Non nascondere la debolezza, ma costruirci sopra

Ci vuole un giorno come il Lunedì dell’Angelo, Pasquetta, per cogliere un invito e uscire dal guscio.

Ci sono posti da niente, paesini a mezza costa sopra il lago, panorami che sono tavolozze ancora incerte, con la primavera che esita, prima di pennellare a tinte decise il paesaggio.

Ci sono persone autentiche, che sanno di buono, come il pane che impastano o le parole che condiscono di sorrisi (e dopo dieci minuti ti senti già a casa, e non ripartiresti mai).

Ci sono modi semplici, fatti di niente, per capire quanto siano pigiate le nostre case, le nostre agende, le nostre vite. Quanta ragione abbia quell’uomo saggio che è Gigi Verdi, quando dice che i nostri ritmi veloci e folli sono impossibili da reggere, e che troppo spesso un sogno, un desiderio viene subito scacciato da un altro, senza che ci sia lasciato neppure il tempo di coltivarlo.

Ci vogliono soste, e oasi, nelle quali uscire di casa, allargare lo sguardo, rallentare il respiro. Guardare da lontano – e con benevolenza, con tenera compassione – il fardello delle tante pre-occupazioni che ci carichiamo sulle spalle.
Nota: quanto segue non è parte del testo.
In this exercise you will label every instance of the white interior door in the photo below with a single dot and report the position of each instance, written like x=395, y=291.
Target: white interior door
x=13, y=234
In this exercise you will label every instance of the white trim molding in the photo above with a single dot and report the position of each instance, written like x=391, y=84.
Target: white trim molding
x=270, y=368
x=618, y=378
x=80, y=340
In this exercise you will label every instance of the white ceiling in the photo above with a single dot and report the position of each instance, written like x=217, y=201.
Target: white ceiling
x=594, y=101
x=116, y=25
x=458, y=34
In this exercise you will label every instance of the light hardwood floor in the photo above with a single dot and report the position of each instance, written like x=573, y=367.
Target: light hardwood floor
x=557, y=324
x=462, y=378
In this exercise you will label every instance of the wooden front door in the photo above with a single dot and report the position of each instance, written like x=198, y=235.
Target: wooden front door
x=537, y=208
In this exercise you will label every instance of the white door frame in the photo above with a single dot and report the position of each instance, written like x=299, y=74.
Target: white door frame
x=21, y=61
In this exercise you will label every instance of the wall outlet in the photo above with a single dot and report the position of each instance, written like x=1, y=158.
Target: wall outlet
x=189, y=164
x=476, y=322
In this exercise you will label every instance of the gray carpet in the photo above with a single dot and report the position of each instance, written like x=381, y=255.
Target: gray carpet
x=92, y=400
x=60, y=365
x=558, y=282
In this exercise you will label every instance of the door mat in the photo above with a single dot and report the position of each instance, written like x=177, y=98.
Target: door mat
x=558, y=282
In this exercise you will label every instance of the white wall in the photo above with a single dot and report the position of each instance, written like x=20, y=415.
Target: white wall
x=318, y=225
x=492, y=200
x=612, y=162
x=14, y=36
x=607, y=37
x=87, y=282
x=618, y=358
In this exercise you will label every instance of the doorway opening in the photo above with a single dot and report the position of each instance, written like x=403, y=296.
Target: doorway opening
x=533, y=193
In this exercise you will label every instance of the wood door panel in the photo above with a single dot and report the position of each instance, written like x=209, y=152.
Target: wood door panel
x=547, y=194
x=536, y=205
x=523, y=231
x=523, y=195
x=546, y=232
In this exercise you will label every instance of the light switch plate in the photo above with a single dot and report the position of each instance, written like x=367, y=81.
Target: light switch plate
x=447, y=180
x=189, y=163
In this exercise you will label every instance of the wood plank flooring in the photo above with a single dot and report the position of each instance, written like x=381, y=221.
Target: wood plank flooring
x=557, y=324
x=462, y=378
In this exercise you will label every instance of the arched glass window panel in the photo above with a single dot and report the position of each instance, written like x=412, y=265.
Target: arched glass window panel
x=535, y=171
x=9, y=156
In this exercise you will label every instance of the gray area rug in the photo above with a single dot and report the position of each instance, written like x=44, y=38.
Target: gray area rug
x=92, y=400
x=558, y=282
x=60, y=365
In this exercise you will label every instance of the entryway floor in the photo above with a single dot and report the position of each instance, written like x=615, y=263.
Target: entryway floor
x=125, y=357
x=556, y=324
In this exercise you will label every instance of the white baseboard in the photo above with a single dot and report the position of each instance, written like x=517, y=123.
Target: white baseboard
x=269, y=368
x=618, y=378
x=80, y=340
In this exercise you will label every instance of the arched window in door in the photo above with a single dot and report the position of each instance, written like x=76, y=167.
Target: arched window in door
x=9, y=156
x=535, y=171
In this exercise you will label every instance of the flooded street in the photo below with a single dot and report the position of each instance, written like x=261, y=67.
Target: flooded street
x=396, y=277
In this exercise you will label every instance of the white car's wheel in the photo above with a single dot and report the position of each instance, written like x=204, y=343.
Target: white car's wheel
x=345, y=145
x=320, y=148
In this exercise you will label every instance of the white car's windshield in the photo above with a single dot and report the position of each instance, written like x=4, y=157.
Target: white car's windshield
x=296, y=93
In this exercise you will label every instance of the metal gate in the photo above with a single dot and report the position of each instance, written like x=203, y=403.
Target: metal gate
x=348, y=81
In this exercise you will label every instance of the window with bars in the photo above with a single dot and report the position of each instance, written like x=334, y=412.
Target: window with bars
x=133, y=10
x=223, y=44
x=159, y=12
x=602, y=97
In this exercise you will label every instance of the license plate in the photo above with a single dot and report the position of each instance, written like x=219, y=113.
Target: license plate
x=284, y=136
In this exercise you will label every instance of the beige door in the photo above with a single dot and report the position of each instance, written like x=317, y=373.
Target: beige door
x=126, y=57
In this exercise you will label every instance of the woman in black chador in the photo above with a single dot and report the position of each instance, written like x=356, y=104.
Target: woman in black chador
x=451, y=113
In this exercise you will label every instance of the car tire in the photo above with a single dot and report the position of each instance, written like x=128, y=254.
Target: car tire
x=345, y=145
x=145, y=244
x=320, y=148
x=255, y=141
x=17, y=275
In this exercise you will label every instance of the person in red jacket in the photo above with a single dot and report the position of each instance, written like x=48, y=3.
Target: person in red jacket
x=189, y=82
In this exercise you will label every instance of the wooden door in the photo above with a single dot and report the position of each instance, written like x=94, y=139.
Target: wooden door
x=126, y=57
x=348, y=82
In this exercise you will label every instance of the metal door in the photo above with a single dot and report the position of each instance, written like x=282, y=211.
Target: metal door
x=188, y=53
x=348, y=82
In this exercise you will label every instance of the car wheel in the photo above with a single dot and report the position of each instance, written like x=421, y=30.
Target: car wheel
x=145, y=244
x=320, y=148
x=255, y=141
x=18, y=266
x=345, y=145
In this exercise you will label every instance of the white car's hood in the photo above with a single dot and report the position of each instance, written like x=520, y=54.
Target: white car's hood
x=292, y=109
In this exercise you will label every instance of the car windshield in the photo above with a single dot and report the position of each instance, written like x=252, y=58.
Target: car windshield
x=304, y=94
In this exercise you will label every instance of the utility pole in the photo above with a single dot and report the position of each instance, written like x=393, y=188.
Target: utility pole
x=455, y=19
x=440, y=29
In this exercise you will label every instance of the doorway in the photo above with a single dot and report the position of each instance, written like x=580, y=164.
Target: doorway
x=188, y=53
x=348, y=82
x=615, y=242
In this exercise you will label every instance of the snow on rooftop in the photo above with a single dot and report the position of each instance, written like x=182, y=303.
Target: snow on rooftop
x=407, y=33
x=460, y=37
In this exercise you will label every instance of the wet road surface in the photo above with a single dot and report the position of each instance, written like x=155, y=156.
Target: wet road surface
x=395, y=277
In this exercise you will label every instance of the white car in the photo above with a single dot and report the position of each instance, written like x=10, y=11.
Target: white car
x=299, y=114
Ogni giorno, ogni mattina appena svegli. Pronti a riprendere la lotta contro le mille avversità, i problemi, i rumori, le città. Che saturano gli spazi, mozzano i respiri, disarticolano l’armonia. E ci fanno ammalare. Ci tolgono il sorriso. Ci fanno cadere le braccia, digrignare i denti. Proferire orribili maledizioni all’indirizzo dell’ennesimo sabotatore della nostra personalissima – e tanto agognata – idea di felicità.
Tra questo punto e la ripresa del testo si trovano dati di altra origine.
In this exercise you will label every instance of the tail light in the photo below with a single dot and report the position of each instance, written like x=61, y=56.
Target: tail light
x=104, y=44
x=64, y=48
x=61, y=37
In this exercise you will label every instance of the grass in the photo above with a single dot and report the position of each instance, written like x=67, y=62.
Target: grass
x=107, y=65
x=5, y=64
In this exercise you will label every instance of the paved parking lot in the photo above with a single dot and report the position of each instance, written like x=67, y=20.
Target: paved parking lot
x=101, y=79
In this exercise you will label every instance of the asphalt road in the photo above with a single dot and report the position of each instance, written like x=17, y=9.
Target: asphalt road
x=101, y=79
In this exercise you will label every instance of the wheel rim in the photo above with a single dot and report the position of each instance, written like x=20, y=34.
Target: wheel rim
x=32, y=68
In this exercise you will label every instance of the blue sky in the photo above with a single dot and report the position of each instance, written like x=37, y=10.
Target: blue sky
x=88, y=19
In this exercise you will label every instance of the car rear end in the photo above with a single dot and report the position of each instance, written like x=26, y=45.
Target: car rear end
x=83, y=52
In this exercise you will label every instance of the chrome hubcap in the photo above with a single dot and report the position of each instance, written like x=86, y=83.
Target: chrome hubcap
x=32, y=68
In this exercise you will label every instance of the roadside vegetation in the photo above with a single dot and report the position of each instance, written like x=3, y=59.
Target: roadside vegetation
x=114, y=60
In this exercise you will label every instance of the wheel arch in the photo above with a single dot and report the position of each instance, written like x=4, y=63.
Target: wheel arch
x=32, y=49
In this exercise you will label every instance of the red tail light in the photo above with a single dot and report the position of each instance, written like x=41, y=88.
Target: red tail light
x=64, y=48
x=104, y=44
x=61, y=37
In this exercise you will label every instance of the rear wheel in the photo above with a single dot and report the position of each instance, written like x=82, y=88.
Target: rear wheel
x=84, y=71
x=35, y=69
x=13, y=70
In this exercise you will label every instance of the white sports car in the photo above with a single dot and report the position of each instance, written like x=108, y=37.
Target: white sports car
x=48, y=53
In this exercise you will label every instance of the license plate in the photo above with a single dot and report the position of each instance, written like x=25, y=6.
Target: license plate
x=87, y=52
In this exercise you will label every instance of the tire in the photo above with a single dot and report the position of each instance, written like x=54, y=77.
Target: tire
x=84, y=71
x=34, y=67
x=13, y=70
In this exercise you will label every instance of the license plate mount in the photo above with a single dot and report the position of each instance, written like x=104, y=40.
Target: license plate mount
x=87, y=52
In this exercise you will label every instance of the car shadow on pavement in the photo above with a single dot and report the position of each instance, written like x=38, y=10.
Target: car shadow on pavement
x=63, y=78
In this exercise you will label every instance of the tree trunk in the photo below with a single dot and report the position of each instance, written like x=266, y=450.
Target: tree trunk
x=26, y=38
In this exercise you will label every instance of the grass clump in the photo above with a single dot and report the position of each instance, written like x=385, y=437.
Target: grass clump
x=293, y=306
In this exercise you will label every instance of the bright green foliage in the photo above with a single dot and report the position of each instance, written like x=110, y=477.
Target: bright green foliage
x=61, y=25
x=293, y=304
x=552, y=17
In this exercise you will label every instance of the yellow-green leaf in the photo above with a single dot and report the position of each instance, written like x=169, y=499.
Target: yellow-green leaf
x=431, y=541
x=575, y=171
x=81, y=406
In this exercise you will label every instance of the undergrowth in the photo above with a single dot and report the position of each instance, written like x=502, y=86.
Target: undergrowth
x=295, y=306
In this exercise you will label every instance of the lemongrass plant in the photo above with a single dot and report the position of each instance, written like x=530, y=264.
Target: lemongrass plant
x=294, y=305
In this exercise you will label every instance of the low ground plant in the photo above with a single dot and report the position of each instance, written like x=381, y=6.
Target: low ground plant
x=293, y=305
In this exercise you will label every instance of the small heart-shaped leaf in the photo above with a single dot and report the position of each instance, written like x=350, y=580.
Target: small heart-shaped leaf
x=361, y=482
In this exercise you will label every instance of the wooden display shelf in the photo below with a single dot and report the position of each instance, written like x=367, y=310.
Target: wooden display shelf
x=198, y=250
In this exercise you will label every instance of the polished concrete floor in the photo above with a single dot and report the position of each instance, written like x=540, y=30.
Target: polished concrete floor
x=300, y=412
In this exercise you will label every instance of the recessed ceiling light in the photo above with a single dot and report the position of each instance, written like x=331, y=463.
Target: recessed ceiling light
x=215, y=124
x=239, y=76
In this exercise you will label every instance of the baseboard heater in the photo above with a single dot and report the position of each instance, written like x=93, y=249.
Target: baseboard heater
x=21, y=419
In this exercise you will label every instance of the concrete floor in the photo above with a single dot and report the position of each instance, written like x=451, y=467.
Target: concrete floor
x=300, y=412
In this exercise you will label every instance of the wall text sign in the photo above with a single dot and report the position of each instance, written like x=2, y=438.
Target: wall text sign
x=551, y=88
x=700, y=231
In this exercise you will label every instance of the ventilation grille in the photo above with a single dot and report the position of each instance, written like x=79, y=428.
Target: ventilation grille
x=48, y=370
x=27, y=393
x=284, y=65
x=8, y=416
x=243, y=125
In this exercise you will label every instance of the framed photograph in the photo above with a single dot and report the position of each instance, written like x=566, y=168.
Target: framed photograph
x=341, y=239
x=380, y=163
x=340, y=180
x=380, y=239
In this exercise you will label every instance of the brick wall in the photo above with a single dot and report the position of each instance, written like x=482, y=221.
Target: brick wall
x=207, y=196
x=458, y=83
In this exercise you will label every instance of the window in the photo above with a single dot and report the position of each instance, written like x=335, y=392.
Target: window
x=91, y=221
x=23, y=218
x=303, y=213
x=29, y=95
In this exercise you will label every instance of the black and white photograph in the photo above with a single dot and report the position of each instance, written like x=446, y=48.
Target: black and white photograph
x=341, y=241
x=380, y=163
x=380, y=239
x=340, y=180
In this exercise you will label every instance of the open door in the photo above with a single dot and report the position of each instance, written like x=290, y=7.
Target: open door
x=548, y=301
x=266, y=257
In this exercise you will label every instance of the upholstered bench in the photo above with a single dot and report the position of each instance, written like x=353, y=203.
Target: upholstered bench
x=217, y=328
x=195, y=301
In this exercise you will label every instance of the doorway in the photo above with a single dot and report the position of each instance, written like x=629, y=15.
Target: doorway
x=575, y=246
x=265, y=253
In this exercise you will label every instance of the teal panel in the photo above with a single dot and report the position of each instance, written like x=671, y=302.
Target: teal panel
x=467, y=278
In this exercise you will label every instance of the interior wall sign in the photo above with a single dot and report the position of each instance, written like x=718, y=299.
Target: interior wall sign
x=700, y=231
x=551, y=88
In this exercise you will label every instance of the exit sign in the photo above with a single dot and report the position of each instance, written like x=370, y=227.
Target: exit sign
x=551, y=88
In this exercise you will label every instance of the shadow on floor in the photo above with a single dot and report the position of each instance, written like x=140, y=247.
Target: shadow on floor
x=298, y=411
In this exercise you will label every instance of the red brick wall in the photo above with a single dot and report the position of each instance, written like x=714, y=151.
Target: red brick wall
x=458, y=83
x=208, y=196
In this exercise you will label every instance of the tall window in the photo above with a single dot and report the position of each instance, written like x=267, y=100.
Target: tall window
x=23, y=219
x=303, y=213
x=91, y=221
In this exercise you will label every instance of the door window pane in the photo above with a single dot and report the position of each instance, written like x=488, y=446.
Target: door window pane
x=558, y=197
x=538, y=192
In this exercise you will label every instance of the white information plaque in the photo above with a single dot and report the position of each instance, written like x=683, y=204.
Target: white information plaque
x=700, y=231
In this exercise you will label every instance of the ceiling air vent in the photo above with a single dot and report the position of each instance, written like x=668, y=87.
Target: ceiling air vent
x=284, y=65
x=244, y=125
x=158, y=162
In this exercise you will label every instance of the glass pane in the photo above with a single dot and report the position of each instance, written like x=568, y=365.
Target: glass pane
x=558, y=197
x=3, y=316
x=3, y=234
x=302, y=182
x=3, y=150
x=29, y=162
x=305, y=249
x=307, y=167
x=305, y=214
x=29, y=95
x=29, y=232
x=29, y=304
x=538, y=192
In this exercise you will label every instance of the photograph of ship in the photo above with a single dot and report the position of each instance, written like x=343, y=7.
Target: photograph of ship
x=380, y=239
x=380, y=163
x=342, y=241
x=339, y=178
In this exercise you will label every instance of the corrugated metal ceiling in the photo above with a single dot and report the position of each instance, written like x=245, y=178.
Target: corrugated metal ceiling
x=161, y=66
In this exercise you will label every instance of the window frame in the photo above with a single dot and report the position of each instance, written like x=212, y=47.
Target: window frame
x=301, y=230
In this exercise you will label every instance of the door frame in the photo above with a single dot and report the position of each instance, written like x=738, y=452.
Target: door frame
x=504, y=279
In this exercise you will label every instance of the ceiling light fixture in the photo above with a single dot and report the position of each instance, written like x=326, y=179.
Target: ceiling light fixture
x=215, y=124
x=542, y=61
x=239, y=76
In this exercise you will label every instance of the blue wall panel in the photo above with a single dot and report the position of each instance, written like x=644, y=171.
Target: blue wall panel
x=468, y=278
Tornare a essere monaci, unificati, nelle città: è questa la consegna che ho sentito dare da Gigi, Luigi Verdi, in tanti incontri, a Milano e a Romena.
E’ possibile, ma occorrono dolcezza, pazienza, silenzio. Spazi per sé e per accogliere le altre persone. Tempo vuoto, stimoli col volume ridotto al minimo. Un fazzoletto di natura vicino, una fonte di sorrisi, una scorta di bellezza per il cuore.

In questi tempi precari, di molte paure e assai poche certezze, credo che ci potremo salvare solo così: restando umani, tornando ad avere sensibilità, attenzione per l’altro. Alzando lo sguardo verso il verde, l’azzurro. Restando in contatto con la terra. Ricominciando daccapo ogni giorno, con la pazienza dei contadini. Non nascondendo la nostra debolezza, ma costruendoci sopra. E lasciando che i folli strasicuri di sé continuino da soli la loro corsa forsennata verso il nulla.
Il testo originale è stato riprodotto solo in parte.